For one, there's Jacek Zubiel's narration, which bridges scenes using small bits of context and backstory, delivered with matter-of-fact, deadpan humor. Each incursion is short and punchy, and the omniscient narrator remains disengaged from the goings on while connecting us to them more, preventing it from feeling like unnecessary exposition, instead landing as an echo of the opening monologue of Sentimental Value. Accompanying each is a shot of a single, solid color, lasting just a couple of seconds. The arc of the changing shades ensures even the least observant viewer will clock that they're charting the emotional tenor of the central relationship, while aligning you with the color palette of the image to come. Charles Watson and Isabella Summers' score even gets in on the fun. It refuses to settle into one mode, instead jumping from lively modern jazz on an electronic piano to discordant glitch to throbbing club music and back again, never selecting the obvious instrumentation, but somehow always settling on the right one to suck you into the scene.

The restlessness of the artistry dovetails nicely with Bethany's mental state, running away from the stability sought even by the object of her affection. Since meeting half a lifetime ago, every time Nel and Bethany come together, a volcano erupts somewhere in the world, disrupting travel and often trapping the Brit in Poland, which the women saw as a sign to shake up their lives. This time, it's Italy's Etna that results in Rob and Bethany staying in Warsaw longer than planned, triggering party time.

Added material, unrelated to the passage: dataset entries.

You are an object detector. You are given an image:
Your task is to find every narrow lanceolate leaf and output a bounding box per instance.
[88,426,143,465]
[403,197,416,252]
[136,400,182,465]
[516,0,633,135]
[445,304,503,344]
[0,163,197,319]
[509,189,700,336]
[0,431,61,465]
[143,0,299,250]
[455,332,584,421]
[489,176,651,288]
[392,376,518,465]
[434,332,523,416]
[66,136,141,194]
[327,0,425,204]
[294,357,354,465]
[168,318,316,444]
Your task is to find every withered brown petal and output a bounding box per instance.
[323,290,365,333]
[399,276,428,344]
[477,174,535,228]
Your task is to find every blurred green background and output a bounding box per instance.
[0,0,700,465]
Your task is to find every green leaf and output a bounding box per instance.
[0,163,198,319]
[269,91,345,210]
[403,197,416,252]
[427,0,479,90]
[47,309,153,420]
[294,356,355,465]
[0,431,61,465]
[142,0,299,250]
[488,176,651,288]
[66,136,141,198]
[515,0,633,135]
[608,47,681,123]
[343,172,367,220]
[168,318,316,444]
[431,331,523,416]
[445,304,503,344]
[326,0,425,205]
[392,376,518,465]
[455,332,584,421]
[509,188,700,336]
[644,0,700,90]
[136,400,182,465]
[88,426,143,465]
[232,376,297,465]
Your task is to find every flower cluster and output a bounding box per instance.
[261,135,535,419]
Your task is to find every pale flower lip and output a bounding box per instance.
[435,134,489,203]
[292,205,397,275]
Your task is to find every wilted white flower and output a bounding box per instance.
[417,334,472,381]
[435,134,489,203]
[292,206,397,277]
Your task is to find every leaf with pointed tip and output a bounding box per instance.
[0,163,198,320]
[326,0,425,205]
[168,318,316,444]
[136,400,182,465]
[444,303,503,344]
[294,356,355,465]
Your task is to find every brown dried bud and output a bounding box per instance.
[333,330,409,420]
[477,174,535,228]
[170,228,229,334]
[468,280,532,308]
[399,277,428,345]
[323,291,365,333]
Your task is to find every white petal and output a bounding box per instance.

However, the first hints of their shifting expectations come almost immediately, as Nel seems hesitant about Bethany's reappearance in her life. She doesn't take much convincing, but her concerns repeat on both her face and in her protestations, even as they don't obstruct her actions. But they do work to support the other main narrative thrust, where we follow Rob as he tries to re-engage and then track down the woman to whom he's trying to propose. Which is already a bit different; the more common version of this story would stay with Bethany the whole time, and only show us the impact of her actions at the end, if at all. Instead, we spend large chunks of time with Rob as he wanders the city alone, pondering and concerned and exasperated, and experience the evolution of his thinking about the entire situation right alongside him. Rather than relegating him to an abstract symbol of her repression, he is a fully formed character whose journey deeply informs our experience of her's.

Without the wonderful acting of the central cast, communicating a deep and nuanced inner life, this would all fall apart. Madden and Góra are relative unknowns, although neither are brand new, and both pull off their characters' quiet reactions to Bethany's behavior very believably. Charli XCX gets her most dramatically demanding role thus far, and pulls it off admirably, demonstrating that her foray into film acting is more than simple vanity. Interestingly, this was the first of her features to premier (at TIFF 2025), leading the way for the coming blitz, now up to seven movies in the past eight months. Some roles have been bigger than others, but only Ohs has dared to demand much of her, hopefully presaging her output in the coming years. All of that is before you consider the supporting cast, from the grounded Trzebuchowska to the lively and carefree Jeremy O. Harris as Claude, a nomadic American artist whose party gives Bethany cover to begin her spiral.

Thus, this seemingly slight, certainly cash-strapped, seventy minute interpersonal drama manages to feel fresher and more engaging than most of what's been released so far this year, despite having a budget orders of magnitude smaller. It's imbued with the raw energy that only hyper-independent productions can capture. When they manage to gain traction, be they audacious spectacle like Nirvanna the Band the Show the Movie or tiny spook-fest like Undertone, they can offer audiences a fantastic antidote to the sameness that plagues modern mainstream blockbusters, especially in the quiet, pre-summer movie season. They can be hard to come by if you don't live in New York or LA, but even when they don't work, they're always worth your time.